I think I last saw Debbie in 1974. I quickly forgot about her. As you get older memories come back for no apparent reason and it was a few months ago that I took out my recorders for the first time in age and began to play them. And there she was before me, in her school blazer and green pleated skirt. And I began to reflect again on the ugliness of slut shaming.
I had actually been giving it a bit of thought. before then. After all as a woman who likes sex, and is always open to casual encounters, how could I not? I decided to claim the word slag as a badge of pride and had this tattoo done.
The tag is humorous and my lovely artist Kerry totally loved designing it and putting it on my skin bit it is also deadly serious. I like sex, I like casual sex, I sleep around (if I get the chance lol) and I am proud to call myself a slag. And I don’t give a fuck what anyone thinks. I don’t.
This tattoo is also about solidarity. Solidarity with women who are shamed and stigmatised, and worse, for liking sex, solidarity with women I have known. That includes you Debbie. When others turned on you I remained loyal. This is for you.

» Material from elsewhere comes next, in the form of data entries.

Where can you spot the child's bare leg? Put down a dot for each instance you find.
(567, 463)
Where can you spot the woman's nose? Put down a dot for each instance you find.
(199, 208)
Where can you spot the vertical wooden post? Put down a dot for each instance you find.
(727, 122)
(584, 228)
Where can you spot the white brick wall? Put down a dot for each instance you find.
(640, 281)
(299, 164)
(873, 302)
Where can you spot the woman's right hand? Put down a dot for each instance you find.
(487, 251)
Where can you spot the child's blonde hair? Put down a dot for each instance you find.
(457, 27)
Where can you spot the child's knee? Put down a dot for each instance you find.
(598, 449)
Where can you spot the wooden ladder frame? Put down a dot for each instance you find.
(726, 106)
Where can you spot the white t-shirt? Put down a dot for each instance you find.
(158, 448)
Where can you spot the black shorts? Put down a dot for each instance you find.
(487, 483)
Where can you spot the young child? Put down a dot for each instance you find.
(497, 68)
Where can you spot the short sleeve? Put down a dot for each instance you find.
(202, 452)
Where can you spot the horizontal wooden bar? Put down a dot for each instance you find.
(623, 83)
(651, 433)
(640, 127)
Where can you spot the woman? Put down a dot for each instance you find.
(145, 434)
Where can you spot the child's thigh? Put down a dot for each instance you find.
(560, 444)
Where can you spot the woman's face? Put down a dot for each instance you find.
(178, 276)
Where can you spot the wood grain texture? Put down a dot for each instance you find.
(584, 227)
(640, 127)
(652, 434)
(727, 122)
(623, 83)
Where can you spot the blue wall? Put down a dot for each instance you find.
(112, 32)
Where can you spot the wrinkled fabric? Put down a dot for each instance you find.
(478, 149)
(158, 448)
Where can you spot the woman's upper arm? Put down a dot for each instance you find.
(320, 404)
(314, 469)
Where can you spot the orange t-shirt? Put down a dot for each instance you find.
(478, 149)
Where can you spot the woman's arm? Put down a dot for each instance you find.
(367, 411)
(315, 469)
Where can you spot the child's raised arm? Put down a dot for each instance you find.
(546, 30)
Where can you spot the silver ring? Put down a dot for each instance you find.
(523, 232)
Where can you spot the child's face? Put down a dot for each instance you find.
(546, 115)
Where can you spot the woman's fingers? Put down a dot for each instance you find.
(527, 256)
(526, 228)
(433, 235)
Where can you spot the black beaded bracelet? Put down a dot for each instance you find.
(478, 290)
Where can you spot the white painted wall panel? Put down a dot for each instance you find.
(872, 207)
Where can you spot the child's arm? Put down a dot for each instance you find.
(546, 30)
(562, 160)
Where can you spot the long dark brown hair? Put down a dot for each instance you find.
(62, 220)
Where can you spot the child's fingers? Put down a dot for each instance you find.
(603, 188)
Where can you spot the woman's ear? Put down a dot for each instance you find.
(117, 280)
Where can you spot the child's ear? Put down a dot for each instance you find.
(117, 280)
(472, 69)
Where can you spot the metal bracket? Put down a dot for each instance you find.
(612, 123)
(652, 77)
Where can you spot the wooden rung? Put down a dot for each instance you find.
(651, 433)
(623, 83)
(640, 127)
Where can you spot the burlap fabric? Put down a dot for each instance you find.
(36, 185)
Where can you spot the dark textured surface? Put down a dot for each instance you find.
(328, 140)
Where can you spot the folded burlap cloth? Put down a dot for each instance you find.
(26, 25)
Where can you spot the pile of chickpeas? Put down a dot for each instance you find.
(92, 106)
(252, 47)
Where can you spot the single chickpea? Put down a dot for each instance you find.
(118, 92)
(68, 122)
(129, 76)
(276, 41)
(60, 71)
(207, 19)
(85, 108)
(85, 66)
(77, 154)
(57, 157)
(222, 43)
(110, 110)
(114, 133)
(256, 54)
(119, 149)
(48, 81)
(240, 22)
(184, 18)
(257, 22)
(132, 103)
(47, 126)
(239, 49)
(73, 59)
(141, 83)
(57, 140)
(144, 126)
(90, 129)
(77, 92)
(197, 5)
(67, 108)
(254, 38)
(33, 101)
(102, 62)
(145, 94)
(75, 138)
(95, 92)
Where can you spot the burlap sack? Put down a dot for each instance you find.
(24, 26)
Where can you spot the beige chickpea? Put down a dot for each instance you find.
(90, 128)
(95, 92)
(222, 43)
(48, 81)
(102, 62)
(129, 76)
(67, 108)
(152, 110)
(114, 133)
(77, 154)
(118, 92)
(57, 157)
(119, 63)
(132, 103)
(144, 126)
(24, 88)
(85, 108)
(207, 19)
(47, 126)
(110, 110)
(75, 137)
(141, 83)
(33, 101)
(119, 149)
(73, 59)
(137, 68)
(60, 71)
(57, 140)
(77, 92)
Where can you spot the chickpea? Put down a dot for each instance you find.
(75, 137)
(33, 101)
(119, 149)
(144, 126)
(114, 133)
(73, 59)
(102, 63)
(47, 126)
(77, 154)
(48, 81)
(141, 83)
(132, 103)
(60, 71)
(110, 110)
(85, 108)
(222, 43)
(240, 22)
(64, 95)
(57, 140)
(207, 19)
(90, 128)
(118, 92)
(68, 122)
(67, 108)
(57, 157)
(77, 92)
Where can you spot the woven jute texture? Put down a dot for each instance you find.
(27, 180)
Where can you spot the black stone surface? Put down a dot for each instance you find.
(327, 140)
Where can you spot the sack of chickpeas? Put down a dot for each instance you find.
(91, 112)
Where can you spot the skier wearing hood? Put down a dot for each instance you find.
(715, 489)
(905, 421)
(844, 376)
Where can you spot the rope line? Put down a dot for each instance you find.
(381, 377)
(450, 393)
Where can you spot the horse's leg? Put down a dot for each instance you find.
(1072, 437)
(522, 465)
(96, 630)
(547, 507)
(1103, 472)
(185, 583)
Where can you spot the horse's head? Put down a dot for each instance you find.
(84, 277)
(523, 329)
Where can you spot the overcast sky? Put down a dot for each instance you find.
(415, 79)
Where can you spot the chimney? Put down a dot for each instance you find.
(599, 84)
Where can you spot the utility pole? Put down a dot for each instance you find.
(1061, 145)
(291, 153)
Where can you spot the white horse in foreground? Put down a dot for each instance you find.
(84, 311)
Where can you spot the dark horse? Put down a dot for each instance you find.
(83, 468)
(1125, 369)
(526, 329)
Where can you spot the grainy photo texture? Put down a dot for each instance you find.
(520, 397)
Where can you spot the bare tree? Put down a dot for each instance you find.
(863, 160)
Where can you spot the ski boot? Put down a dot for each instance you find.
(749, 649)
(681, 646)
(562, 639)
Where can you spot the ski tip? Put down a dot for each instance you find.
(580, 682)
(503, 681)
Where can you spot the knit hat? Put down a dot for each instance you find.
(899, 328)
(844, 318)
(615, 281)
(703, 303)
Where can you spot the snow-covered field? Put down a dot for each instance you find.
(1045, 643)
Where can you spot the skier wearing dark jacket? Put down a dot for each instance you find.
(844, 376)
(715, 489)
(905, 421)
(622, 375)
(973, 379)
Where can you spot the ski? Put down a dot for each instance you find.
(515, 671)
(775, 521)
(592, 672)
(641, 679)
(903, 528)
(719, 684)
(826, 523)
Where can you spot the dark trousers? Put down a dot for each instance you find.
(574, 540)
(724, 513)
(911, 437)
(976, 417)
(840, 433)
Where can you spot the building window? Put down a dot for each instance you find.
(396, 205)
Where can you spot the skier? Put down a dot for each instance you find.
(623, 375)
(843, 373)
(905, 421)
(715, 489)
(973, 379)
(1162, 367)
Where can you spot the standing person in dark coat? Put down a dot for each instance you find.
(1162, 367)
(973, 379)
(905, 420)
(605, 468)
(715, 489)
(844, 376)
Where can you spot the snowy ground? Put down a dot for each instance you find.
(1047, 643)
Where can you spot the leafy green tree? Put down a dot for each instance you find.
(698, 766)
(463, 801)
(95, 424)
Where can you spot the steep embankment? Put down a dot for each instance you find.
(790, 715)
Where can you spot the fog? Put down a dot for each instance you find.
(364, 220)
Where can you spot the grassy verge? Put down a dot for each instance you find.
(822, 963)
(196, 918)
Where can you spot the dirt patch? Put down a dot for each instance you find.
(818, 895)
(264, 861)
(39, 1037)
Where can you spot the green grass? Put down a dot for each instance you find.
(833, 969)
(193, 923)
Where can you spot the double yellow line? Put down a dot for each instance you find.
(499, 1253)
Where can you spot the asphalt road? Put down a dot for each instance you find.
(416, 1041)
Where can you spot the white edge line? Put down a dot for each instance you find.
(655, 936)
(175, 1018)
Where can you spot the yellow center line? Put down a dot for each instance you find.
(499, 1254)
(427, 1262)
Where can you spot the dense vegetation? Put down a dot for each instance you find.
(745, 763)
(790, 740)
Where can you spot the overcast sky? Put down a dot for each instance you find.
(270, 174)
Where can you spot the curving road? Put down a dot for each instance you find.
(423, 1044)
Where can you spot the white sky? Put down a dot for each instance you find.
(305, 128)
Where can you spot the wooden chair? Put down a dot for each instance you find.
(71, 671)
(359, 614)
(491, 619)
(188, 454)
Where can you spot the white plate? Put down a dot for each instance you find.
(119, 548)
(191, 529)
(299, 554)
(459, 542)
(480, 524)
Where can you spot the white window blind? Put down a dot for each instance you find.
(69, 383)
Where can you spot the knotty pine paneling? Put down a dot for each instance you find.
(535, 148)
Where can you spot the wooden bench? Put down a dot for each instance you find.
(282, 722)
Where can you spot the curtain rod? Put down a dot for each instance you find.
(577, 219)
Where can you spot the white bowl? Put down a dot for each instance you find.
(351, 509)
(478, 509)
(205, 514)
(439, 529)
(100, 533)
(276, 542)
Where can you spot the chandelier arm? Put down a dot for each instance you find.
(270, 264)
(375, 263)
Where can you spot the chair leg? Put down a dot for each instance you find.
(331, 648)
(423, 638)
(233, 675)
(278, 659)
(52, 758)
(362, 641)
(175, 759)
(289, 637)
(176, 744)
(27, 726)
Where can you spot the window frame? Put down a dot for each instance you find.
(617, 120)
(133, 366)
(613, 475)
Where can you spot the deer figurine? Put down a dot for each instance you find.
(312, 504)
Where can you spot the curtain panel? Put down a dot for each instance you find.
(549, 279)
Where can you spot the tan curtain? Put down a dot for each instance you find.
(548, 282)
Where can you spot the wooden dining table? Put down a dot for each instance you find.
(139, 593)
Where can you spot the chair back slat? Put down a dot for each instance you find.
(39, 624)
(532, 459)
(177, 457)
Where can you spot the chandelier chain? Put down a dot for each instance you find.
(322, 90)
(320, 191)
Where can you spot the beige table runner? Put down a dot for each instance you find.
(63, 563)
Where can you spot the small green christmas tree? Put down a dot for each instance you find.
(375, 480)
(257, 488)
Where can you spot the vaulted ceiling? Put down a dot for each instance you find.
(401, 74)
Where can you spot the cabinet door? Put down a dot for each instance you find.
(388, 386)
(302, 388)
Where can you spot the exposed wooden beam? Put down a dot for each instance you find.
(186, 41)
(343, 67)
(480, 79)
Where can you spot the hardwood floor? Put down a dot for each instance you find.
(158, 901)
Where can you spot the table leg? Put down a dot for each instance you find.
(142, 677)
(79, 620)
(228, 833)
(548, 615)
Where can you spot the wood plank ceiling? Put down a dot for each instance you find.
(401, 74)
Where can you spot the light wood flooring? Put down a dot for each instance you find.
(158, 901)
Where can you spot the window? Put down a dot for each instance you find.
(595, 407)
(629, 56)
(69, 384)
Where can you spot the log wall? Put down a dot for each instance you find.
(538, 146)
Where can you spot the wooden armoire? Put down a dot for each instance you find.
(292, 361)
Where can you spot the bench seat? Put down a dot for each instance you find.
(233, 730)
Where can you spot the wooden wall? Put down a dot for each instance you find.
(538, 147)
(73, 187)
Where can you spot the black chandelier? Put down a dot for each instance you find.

A post for Wicked Wednesday. Follow this linkfor more wickedness
7 thoughts on “Notes on Being a Slag”
I like Debbie already! Really enjoyed reading this Eve…
I adored her but I would never want to meet her again.I would fear a terrible disappointment. Sometimes you need people, even those you loved, to be firmly in the past don’t you? I will tell you more about his over a drink or two sometime.
Debbie sounds like the kind of girl I would have looked up to. I admire those who are strong enough to stand for their principles and go out & get what they want. Now I’ve described you- and rightly so! You’re on the right path & I admire you.
Love this post.
I am sure you would have got on just fine! Glad you liked my piece.
Debbie sounds like she was quite the character, Eve, but like you said to May, some people need to be part of our past. I might just need the badge ‘slag’ too, because I definitely like sex and had quite a lot of casual sex in my days 😉
Great piece of writing!
Glad you enjoyed it x
Great to see someone taking pride in and owning their sluttiness.